Skip site navigation (1) Skip section navigation (2)

Re: Bug? 8.0 does not use partial index

From: Palle Girgensohn <girgen(at)pingpong(dot)net>
To: Tom Lane <tgl(at)sss(dot)pgh(dot)pa(dot)us>
Cc: John Hansen <john(at)geeknet(dot)com(dot)au>, pgsql-hackers(at)postgreSQL(dot)org
Subject: Re: Bug? 8.0 does not use partial index
Date: 2005-01-14 00:41:46
Message-ID: C475FCAB18F868ED1CE84261@palle.girgensohn.se (view raw or flat)
Thread:
Lists: pgsql-hackers
--On torsdag, januari 13, 2005 18.55.11 -0500 Tom Lane <tgl(at)sss(dot)pgh(dot)pa(dot)us> 
wrote:

> Palle Girgensohn <girgen(at)pingpong(dot)net> writes:
>> --On torsdag, januari 13, 2005 18.18.37 -0500 Tom Lane
>> <tgl(at)sss(dot)pgh(dot)pa(dot)us>  wrote:
>>> So there's something nuts about the statistics in this case.
>
> On looking into it, it's the same old issue of not having column
> correlation statistics.  pg_stats shows that ANALYZE estimated the
> fraction of rows with null group_id as 0.137667 (versus exact value
> of 0.147, not too bad considering I used the default statistics target)
> and it estimated the fraction with this_group_id = 46 as 0.358
> (vs actual 0.369, ditto).  The problem is that it then estimates the
> total selectivity as 0.137667 * 0.358 or a bit under 5%, much too high
> to make an indexscan sensible.  In reality there are only 4 rows with
> this combination of values, but the planner has no way to know that.
>
>> Anything I can do about it?
>
> I thought of a fairly miserable hack, which relies on the fact that 8.0
> does know how to accumulate statistics on functional indexes:
>
> group=# create index fooi on group_data (abs(this_group_id)) WHERE
> group_id IS NULL; CREATE INDEX
> group=# analyze group_data;
> ANALYZE
> group=# explain select * from group_data where group_id is null and
> abs(this_group_id) = 46;                                   QUERY PLAN
> -------------------------------------------------------------------------
> -----  Index Scan using fooi on group_data  (cost=0.00..5302.60 rows=1802
> width=42)    Index Cond: (abs(this_group_id) = 46)
>    Filter: (group_id IS NULL)
> (3 rows)
>
> (The choice of abs() is arbitrary, it just has to be something other
> than the unadorned column.)  In this situation the planner will look at
> the stats for the functional index and discover that in that index there
> aren't many 46's, so it comes out with a more reasonable rowcount
> estimate.

OK, I think I understand.
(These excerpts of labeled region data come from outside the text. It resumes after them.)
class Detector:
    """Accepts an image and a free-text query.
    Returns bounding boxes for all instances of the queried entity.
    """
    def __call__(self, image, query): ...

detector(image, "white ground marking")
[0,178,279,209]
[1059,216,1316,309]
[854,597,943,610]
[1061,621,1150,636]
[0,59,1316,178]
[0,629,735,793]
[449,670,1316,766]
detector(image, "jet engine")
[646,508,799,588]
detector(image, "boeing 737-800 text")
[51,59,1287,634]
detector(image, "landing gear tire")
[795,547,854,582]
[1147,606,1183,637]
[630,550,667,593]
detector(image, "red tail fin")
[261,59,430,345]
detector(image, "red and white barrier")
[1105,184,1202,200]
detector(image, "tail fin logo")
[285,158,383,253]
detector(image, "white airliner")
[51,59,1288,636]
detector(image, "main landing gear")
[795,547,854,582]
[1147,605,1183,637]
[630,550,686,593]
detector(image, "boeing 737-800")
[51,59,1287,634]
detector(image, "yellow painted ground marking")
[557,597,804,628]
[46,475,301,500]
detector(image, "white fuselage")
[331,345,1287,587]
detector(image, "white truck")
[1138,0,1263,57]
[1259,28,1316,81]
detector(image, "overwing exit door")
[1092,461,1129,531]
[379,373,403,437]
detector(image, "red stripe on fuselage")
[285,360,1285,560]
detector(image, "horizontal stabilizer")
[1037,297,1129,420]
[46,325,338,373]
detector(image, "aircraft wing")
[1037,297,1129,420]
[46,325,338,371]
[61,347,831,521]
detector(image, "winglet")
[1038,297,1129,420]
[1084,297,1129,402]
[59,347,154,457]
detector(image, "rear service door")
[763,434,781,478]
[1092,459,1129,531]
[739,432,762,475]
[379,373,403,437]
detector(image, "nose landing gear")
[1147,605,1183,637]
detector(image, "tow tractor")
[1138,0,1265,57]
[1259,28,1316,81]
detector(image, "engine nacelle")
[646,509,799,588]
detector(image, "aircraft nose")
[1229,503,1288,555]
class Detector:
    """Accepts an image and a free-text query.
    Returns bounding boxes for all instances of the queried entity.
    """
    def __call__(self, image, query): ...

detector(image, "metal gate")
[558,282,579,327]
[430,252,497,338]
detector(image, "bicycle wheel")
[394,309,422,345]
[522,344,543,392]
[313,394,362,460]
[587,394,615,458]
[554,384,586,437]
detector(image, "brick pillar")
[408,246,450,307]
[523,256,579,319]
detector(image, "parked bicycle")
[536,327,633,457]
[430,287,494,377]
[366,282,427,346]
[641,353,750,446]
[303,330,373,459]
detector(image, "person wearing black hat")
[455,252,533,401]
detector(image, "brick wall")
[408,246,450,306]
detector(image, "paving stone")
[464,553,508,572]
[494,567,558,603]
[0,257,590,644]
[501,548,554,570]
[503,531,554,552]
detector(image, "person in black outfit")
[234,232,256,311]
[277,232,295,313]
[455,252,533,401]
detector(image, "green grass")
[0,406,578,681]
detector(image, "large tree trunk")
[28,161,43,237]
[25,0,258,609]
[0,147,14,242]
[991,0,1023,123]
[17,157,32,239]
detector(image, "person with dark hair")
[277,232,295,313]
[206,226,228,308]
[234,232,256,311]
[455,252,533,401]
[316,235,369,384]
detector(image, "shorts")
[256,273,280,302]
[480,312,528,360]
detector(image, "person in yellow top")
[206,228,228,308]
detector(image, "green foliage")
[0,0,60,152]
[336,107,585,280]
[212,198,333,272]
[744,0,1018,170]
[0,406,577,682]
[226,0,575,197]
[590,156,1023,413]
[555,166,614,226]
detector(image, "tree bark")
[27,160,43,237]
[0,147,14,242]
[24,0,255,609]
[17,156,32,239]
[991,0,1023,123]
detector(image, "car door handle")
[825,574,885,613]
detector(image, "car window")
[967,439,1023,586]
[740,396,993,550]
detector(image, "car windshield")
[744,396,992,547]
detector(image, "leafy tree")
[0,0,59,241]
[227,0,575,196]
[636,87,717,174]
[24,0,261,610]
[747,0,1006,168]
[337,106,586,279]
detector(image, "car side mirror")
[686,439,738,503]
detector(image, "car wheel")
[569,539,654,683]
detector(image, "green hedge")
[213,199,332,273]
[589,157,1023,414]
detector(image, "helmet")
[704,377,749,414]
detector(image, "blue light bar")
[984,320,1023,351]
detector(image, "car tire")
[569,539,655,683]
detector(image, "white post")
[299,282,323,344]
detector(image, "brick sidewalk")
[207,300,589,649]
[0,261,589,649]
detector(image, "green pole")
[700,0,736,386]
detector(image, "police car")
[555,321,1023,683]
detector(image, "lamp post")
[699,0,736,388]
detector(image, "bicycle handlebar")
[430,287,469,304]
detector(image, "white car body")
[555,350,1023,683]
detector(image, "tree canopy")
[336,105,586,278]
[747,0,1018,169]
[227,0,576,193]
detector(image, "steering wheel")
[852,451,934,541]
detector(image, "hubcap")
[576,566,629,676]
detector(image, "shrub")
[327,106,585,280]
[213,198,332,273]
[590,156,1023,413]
And this is changed between 7.4.x and 8.0?

> We should probably make it accumulate stats on partial indexes even when
> the index columns aren't expressions.  This example shows that useful
> stats can be derived that way.  Too late for 8.0 though...

True, but for next version, perhaps? :)

Trying all this out, I realize that on 7.4.5, I can sometimes get different 
results after `vacuum analyze' vs. a plain `analyze' (again, not exactly 
the same data, and I cannot reproduce this on the other machine with the 
data I sent you). It does not really relate to the question above, but 
perhaps you can explain how come I get different results?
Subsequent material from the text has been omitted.